Furthermore, the FDA's reliance on a voluntary program undercut its claim that the withdrawal process would be too time-consuming for the agency to
undertake. "[If] any credence is to be given to the Agency's position that the drug industry intends to comply with the voluntary program, then it is
unclear why the industry would contest formal withdrawal notices or require time consuming hearings."

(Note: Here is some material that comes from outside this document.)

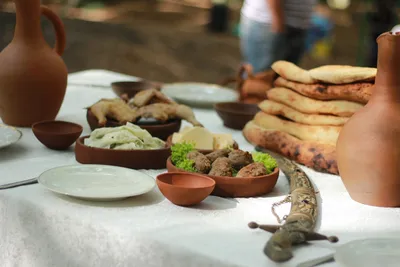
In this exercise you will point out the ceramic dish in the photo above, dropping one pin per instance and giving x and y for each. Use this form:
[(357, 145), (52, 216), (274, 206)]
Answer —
[(96, 182), (131, 88), (199, 94), (369, 253), (204, 151), (8, 135), (238, 187), (156, 129), (235, 115), (134, 159), (185, 189), (58, 135)]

The judge ordered the agency to reconsider both petitions, this time on their merits. Importantly, the Court did not order the FDA to reach a certain
conclusion, only to base whatever decision it makes on the available scientific evidence. Both petitions make strong cases that using antibiotics for
growth promotion and disease prevention does not meet the standard for safety set by law. If the FDA agrees--and one wonders how the agency cannot--the law
requires it to withdraw approvals for such uses.
Last week the agency gave notice it would appeal the March ruling on penicillins and tetracyclines, and it will almost certainly do the same with the
latest decision. If the NRDC and the petitioners win on appeal, the FDA may still find ways to deny the petitions yet again, although this will be hard to
do if the agency takes a careful look at the science. Despite the challenges that lie ahead, however, the court decision this week was welcome news. The
ruling puts the focus back on science--where it should have been all along.